During the steam pre-treatment, some of the biomass lignin is solubilised (which however re-polymerises on cooling and forms a part of the acid-soluble lignin fraction), with the biomass hemicellulose solubilised after the application of the steam pre-treatment and is subsequently recovered in the aqueous fraction (or is further degraded to other compounds, i. e. furfural) [ 12]. Most of the cellulose content of the biomass is preserved in the solid fraction, however, its hydrolysis to glucose could be obtained under high steam pre-treatment temperature conditions (i. e. >200 °C) [12]. The hydrolysis of the hemicelluloses is proposed to be brought about mainly by the action of acetic acid formed from the acetyl groups released during the steam pretreatment [9]. In addition to this, other acids, that is, formic, levulinic and pyromucic acids, produced during the steam pre-treatment process as described [13], may also play an important role in the acid catalysed breakdown of the hemicellulosic glyco — sidic bonds [13]. Furthermore, water at high temperatures has been demonstrated to possess some acid properties, which could also enhance the hemicelluloses hydrolysis [14]. The acidic conditions provided by the steam pre-treatment could thus also lead to the degradation of available sugars in the biomass materials [15].
The potential benefits accruable with the use of steam pre-treatment over other pre-treatment systems have been widely demonstrated in the literature.

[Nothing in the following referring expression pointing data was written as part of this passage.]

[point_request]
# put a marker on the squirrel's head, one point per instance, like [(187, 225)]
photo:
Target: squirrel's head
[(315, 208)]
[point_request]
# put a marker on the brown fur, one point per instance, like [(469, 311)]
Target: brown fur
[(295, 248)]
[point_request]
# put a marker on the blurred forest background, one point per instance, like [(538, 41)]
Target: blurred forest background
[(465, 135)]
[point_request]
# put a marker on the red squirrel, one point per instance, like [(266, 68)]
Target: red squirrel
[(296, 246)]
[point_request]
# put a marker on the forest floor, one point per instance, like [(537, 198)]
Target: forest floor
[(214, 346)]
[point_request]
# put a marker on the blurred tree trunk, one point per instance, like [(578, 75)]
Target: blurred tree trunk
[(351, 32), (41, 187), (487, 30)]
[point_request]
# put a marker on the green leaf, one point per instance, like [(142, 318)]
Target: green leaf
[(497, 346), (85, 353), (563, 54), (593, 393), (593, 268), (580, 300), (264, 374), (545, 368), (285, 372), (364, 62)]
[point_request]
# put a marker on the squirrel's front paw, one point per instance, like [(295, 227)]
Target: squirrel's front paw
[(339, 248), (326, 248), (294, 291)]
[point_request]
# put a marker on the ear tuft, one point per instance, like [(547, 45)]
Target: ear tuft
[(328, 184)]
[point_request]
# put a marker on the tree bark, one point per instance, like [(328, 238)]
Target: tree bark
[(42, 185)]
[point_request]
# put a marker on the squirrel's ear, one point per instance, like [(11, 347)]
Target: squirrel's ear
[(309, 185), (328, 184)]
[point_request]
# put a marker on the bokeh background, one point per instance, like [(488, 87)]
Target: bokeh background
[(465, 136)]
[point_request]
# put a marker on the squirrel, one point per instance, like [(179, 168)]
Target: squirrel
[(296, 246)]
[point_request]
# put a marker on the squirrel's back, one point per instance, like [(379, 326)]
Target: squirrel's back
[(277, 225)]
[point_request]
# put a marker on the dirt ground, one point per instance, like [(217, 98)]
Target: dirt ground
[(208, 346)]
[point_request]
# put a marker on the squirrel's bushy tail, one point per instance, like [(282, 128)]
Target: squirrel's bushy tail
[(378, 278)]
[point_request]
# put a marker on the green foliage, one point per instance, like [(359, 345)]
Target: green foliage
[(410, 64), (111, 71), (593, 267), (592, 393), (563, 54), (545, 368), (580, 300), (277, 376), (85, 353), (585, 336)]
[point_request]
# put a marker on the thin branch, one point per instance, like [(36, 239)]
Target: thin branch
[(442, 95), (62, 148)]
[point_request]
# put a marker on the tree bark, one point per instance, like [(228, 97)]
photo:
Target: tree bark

Compared to the use of commonly applied chemical pre-treatment techniques, that is, sodium hydroxide, calcium hydroxide (lime) and dilute sulphuric acid hydrolysis, higher treated products recovery as well as improved substrate availability for further processing has been obtained with the application of auto-hydrolysis [16-19]. The implementation of mechanical biomass pre-treatment routes such as milling and novel methods like microwave radiation have also been demonstrated to less effective than the use of high-pressure steam for the pre-treatment of lignocellulosic biomass [18, 19]. Furthermore, the application of non catalytic steam pre-treatment methods was discussed in to have a lower process energy requirements compared to mechanical comminution methods (70 % less, to achieve similar size reductions), with no or a low recycling or environmental costs attached [9].
The non-catalysed steam pre-treatment method (including steam explosion techniques) has been widely demonstrated both in the literature and in practice to be utilisable for a variety of lignocellulosic biomass, that is, from forest products and residues (including the use of shortrotation woody biomass) [17,18,20-22], purpose grown energy crops [9], as well as from agricultural residues [16, 19]. Regarding the use of woody biomass, it was seen that the use of younger biomass materials were easier to fractionate during the steam pre-treatment process and thus better substrates production for subsequent enzymatic hydrolysis, when compared to the use of older materials [13, 23]. This is, therefore, promising for the integration of steam pre-treatment with ongoing and proposed large-scale short rotation forest and fast growing purpose grown lignocellulosic biomass projects. The use of this method is however less effective for the pre-treatment of softwood (i. e. pine) where the acid catalysed route as described in Sect. 3.2.2.1 is better suited.